The three-year rescue package came after six months of acrimonious negotiations led by then-finance minister Yanis Varoufakis, who so angered his 18 eurozone counterparts that Greece was left on the cusp of a humiliating eviction from the single currency.”Difficult decisions lie ahead,” Prime Minister Tsipras warned lawmakers from his Syriza party on Saturday, launching a crucial week that sees a confidence vote in Greek parliament on Wednesday.
The challenge comes as the country is also struggling to cope with a huge influx of migrants and refugees arriving on its shores, mostly Syrians fleeing civil war.
On returning to office on September 25, Tsipras pledged to “quickly implement” the terms of the EU bailout he initially rejected in an anti-austerity referendum in early July, confounding his European partners.
His U-turn at a dramatic summit shortly after split the Syriza party and forced Tsipras to step down, but he comfortably won re-election last month with a pledge to soften the impact of the bailout.
Tsipras also promised to win debt forgiveness, which Greece’s eurozone partners have accepted in principal, though the talks to clinch a deal promise to be difficult.
“We need to quickly wrap [up]the first review, so that the indispensable discussion on the restructuring of the debt can begin,” Tsipras said on Saturday.
“Our main goal is to exit as soon as possible the supervision and regain access to the foreign markets,” he said.
Aid, banks and debt
The first review of whether Athens is abiding by the strict bailout program agreed to pull Greece back from the brink of economic collapse is due later this month.

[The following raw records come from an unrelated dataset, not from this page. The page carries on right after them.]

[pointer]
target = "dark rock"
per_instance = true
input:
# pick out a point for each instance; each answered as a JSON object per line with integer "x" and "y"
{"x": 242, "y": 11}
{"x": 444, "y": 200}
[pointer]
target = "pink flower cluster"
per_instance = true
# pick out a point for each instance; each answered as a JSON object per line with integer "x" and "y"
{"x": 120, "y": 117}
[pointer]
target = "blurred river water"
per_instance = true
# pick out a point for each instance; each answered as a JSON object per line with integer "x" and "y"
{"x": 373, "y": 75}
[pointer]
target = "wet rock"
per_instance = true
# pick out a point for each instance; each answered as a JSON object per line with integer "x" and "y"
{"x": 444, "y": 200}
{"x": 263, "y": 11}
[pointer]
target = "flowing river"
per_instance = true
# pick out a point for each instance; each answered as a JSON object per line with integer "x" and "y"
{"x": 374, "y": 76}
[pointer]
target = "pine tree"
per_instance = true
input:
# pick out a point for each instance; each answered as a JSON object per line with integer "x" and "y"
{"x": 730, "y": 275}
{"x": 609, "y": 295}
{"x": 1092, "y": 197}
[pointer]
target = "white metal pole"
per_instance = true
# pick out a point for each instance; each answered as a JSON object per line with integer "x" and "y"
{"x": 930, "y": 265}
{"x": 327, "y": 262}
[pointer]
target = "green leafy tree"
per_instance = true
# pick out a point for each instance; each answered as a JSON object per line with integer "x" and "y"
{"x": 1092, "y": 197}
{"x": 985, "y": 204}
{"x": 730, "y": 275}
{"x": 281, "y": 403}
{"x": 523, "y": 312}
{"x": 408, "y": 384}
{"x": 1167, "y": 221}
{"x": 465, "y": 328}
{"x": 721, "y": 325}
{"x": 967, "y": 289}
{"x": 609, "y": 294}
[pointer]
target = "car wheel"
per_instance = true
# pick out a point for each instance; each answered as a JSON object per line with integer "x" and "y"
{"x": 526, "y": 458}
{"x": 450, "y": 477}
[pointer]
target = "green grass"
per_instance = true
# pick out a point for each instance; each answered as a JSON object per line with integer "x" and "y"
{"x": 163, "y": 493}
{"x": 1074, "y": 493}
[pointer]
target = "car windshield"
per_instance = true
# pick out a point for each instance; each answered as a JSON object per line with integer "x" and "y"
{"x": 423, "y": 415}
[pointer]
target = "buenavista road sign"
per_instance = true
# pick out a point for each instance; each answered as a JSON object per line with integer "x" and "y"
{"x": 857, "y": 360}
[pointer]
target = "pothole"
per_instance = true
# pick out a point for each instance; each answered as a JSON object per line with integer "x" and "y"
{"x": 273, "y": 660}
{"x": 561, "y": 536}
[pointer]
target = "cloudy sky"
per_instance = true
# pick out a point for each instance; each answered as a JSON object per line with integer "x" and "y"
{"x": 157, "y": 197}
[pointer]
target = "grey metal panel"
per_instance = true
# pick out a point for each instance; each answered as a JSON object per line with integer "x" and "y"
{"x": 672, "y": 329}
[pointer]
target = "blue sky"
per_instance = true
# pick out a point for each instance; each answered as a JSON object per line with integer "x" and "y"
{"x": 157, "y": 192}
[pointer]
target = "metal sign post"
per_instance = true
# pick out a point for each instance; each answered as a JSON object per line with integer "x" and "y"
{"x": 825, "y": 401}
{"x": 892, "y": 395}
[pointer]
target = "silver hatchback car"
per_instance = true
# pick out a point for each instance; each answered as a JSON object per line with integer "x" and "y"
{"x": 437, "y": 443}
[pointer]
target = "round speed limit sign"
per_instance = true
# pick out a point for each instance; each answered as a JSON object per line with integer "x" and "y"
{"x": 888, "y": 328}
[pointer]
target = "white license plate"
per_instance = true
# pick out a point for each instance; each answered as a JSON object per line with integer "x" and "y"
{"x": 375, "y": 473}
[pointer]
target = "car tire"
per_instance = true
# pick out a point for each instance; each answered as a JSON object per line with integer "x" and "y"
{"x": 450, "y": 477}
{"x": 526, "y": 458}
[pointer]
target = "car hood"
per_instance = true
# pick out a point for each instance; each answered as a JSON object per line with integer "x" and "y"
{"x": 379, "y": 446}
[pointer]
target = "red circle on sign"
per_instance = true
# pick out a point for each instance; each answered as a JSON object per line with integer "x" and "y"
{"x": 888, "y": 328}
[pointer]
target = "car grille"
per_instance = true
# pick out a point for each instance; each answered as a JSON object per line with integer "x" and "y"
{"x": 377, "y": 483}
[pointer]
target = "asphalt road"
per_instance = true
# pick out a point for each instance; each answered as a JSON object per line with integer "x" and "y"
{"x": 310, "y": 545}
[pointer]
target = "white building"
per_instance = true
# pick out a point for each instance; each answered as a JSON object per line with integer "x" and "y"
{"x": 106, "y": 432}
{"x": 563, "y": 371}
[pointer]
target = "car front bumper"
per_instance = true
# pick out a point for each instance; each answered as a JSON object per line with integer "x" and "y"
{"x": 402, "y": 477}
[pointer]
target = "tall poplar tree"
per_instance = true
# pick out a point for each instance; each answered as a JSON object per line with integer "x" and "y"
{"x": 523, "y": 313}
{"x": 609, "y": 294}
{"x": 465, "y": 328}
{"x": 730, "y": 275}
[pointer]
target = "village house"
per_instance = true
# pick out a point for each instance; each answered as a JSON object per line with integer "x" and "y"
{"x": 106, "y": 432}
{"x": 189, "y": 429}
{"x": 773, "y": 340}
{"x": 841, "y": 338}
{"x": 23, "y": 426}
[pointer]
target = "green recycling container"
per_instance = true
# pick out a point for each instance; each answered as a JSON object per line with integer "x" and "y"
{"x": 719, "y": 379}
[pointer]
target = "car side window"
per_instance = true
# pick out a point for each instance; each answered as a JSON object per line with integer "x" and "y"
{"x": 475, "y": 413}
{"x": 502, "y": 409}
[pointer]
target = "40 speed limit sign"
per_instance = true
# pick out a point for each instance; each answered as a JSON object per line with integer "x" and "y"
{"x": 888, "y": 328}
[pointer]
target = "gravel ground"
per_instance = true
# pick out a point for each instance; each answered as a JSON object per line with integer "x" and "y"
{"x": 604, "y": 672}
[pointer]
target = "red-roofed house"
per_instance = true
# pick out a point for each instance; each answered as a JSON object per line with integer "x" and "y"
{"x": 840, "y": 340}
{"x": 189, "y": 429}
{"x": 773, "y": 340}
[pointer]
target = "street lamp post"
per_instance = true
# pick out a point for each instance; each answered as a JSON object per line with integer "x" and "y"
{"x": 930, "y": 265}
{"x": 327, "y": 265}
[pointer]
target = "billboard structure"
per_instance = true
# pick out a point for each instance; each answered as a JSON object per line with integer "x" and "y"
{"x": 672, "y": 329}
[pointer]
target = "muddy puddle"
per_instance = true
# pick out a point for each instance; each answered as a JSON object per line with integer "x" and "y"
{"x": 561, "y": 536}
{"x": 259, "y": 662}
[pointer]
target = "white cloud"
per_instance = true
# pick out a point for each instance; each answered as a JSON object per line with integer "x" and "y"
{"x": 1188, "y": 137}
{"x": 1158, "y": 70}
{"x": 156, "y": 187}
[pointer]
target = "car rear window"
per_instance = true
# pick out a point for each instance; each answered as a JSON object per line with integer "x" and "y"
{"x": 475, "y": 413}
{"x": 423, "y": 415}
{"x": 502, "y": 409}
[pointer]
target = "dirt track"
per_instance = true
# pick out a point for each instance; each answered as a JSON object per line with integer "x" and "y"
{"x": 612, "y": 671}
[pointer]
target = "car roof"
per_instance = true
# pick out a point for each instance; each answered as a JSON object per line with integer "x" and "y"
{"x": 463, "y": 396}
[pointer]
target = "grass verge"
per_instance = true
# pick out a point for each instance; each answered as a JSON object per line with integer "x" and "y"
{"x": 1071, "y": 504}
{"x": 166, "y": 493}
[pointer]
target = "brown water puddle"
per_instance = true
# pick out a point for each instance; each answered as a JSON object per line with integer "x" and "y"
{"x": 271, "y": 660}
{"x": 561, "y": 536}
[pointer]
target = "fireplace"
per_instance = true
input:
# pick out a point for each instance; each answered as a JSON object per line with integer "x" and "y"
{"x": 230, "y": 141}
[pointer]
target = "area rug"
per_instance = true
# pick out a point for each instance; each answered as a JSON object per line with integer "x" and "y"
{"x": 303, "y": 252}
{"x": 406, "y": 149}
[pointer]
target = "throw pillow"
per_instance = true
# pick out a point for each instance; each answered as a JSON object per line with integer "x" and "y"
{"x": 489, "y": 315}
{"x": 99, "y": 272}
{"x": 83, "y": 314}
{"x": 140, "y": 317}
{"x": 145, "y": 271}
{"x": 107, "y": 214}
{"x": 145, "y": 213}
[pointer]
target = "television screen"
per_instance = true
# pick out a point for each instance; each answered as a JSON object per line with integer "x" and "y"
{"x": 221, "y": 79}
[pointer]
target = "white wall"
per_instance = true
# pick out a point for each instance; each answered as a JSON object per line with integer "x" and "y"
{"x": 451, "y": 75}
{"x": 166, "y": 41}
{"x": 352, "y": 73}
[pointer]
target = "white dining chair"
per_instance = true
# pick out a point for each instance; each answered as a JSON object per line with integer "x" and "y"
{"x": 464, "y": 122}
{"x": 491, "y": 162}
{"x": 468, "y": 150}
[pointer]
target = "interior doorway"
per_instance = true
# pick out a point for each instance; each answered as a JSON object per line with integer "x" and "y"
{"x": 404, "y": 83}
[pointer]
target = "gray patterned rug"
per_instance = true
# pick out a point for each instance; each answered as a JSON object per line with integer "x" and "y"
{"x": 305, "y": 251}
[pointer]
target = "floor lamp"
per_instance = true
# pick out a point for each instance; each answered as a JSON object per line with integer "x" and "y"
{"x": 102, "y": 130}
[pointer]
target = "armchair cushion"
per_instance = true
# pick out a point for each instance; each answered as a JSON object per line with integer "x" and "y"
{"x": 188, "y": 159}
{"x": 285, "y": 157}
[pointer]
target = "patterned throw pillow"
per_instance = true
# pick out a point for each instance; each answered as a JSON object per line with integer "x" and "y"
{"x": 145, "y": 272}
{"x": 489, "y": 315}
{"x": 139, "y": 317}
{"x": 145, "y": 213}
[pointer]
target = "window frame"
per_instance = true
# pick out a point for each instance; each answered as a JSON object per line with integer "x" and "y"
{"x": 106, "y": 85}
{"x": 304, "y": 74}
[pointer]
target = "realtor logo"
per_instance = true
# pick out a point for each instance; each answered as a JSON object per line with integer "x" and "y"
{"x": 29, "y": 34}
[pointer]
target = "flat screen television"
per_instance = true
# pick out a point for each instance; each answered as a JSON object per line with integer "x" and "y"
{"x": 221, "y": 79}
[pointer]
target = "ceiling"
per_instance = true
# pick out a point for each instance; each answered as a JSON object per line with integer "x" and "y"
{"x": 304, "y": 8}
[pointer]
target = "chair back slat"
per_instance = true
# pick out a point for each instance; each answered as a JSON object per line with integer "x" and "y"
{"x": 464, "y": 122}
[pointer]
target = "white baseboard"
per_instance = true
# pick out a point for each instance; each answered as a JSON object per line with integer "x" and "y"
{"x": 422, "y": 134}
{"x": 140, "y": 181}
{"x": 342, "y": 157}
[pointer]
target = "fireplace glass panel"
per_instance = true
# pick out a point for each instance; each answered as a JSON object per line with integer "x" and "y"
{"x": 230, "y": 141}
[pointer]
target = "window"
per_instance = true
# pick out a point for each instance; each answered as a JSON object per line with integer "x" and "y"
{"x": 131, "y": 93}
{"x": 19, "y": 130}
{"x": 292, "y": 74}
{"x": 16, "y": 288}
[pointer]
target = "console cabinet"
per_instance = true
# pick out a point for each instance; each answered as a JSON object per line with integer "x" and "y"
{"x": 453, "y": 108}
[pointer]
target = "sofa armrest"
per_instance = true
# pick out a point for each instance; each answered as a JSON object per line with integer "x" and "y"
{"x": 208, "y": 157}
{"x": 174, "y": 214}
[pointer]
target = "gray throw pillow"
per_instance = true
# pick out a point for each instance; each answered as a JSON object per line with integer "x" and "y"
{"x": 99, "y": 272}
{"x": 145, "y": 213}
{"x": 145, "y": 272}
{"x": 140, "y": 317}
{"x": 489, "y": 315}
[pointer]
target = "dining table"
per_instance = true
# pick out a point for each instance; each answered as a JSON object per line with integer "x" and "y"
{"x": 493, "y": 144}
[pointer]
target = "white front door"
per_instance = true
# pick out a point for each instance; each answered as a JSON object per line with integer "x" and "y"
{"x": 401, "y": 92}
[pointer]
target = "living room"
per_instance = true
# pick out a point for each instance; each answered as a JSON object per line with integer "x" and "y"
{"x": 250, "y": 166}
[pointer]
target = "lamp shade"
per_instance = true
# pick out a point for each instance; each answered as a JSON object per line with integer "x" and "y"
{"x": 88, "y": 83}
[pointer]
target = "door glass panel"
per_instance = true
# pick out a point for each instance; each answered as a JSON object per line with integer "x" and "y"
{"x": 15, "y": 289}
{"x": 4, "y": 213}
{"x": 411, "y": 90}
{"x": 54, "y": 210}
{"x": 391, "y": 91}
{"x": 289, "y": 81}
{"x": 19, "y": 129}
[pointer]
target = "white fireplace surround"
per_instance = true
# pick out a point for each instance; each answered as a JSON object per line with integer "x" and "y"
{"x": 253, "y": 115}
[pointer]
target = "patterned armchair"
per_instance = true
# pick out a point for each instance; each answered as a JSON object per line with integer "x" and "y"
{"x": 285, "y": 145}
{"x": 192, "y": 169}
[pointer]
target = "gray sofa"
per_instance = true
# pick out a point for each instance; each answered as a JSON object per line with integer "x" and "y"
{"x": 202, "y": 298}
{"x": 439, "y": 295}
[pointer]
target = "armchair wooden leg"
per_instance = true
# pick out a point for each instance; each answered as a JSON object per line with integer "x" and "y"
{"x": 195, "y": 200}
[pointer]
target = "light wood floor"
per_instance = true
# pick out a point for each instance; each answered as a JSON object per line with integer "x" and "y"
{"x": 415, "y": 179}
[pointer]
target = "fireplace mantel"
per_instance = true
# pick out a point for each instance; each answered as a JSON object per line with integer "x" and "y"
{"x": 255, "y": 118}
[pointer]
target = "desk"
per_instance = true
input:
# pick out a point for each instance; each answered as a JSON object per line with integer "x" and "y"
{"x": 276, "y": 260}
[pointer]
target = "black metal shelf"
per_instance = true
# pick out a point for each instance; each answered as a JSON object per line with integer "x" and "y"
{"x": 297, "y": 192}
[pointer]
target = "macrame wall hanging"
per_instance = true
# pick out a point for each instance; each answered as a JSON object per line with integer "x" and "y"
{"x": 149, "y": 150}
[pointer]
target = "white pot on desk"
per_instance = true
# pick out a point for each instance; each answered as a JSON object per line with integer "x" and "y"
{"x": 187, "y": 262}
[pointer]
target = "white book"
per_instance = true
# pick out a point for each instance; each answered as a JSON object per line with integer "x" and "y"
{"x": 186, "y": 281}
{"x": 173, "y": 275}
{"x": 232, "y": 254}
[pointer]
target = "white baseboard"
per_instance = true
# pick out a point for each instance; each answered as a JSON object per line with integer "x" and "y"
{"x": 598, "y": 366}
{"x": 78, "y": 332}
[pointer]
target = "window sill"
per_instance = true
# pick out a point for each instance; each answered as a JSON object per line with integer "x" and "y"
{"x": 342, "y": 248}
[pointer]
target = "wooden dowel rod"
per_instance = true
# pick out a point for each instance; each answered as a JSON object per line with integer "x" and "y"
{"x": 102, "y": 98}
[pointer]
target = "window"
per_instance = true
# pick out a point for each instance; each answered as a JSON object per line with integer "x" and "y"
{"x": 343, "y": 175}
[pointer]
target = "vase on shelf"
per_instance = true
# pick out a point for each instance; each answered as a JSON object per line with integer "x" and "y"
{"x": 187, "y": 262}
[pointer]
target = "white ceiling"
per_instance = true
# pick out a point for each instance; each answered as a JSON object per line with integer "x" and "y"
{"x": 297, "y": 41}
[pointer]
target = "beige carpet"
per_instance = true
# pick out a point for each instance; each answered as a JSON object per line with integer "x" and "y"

At stake for the new government will be the release of a new 3-billion-euro tranche of aid, a rescue of Greek banks and the talks on slashing debt.
Several European sources told Agence France-Presse that the review would be delayed, but this was not seen as an immediate issue.
“It seems clear that this will be postponed, no date is fixed,” a top European diplomat said.
Another source added: “The first review I presume will start in October but not finish in October.”
The bailout includes provisions deeply opposed by Greeks such as reforming state pensions, tax increases on farmers, privatizations of state companies, and freeing up of closed markets like pharmacies.
In all, Greece’s parliament will have to pass 15 reforms in October alone.
A European source said the recapitalization of Greece’s banks would be handled separately from the toughest part of the bailout review, which involves cutting pensions.
Up to 25 billion euros of Greece’s bailout are earmarked for the recapitalization of the banking sector.
Of this, 10 billion euros is immediately available to be injected into the financial system once the European Central Bank has assessed the fallout of bank closures suffered by Greece at the height of the crisis this summer.
The so-called bank recap would take place by November 15 in return for financial sector reforms that are not considered controversial, the European source said.